Страница 1 из 121
Уильям Хорвуд
Тайная миссия
Издательство выражает благодарность литературному агентству Эндрю Нюрнберг.
Перевод с английского Елены Бросалиной и Жанны Грушинской.
Иллюстрация на обложке Людмилы Блиновой.
Часть I. Возвращение в Аффингтон
Глава первая
Март. Над холмами и долинами Южной Англии вовсю бушевал холодный северный ветер. Загоняя сухие листья под кустарник и в открытые после зимы норы и тоннели, он трепал набухшие почки, ерошил перья присмиревших в укрытиях грачей, сгибал неподатливые стебли прошлогодней травы и пронизывал насквозь обнаженную почву вспаханных полей.
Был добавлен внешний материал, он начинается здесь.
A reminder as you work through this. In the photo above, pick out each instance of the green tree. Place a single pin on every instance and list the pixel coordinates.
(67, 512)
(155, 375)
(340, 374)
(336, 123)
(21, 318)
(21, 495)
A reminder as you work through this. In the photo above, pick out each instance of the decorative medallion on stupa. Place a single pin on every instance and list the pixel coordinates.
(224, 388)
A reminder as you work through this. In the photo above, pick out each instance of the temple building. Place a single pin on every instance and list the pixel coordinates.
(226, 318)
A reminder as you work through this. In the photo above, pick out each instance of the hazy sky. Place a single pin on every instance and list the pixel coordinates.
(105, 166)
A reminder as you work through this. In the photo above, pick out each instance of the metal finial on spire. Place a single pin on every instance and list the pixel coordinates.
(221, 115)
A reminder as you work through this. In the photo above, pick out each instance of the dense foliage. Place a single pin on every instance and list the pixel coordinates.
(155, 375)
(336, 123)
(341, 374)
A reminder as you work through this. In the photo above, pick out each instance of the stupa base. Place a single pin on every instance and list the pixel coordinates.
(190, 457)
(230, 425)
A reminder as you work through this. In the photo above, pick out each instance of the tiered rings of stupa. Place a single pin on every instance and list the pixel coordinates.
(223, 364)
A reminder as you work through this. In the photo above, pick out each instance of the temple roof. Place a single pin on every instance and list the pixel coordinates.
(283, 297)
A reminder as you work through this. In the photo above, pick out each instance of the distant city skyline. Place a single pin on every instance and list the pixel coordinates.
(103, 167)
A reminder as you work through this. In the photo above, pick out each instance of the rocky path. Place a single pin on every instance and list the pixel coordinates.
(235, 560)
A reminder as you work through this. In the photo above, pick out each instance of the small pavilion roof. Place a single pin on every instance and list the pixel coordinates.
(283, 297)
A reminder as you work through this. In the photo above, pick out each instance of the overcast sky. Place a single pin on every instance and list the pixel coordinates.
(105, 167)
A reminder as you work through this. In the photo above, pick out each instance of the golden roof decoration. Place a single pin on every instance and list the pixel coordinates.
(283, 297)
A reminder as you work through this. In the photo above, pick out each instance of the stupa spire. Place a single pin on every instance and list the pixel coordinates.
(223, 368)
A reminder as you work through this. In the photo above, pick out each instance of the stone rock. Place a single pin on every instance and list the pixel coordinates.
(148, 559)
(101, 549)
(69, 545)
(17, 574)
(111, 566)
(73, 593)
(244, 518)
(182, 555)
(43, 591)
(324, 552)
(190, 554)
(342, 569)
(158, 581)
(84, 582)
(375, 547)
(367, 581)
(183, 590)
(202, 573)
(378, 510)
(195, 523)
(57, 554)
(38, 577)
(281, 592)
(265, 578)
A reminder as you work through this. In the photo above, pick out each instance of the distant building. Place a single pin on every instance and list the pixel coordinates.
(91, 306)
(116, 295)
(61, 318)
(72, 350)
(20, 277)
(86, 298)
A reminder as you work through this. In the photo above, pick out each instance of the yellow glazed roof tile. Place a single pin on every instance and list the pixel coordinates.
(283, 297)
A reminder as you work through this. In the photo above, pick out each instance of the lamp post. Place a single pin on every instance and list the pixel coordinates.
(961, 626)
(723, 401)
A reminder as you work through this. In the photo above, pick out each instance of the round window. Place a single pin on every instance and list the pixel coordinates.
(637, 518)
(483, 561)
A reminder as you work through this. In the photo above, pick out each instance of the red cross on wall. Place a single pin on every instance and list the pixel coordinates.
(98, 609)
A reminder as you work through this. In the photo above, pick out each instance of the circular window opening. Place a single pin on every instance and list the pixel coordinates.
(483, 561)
Казалось, вся земля съежилась от холода, а все, что на ней, сжалось в комок и замерло в мучительном ожидании перемен. В небольшой березовой рощице, что у подножия Аффингтонского Холма, где расположены Священные Норы, все тот же ветер, перекручивая и раскачивая голые ветви, сначала пробежался по вершинам, а затем жалобно взвыл у самых корней, обдав холодом и заставив замереть от страха сердца всех укрывшихся там малых созданий: полевок, белок, вертких горностаев… и кротов.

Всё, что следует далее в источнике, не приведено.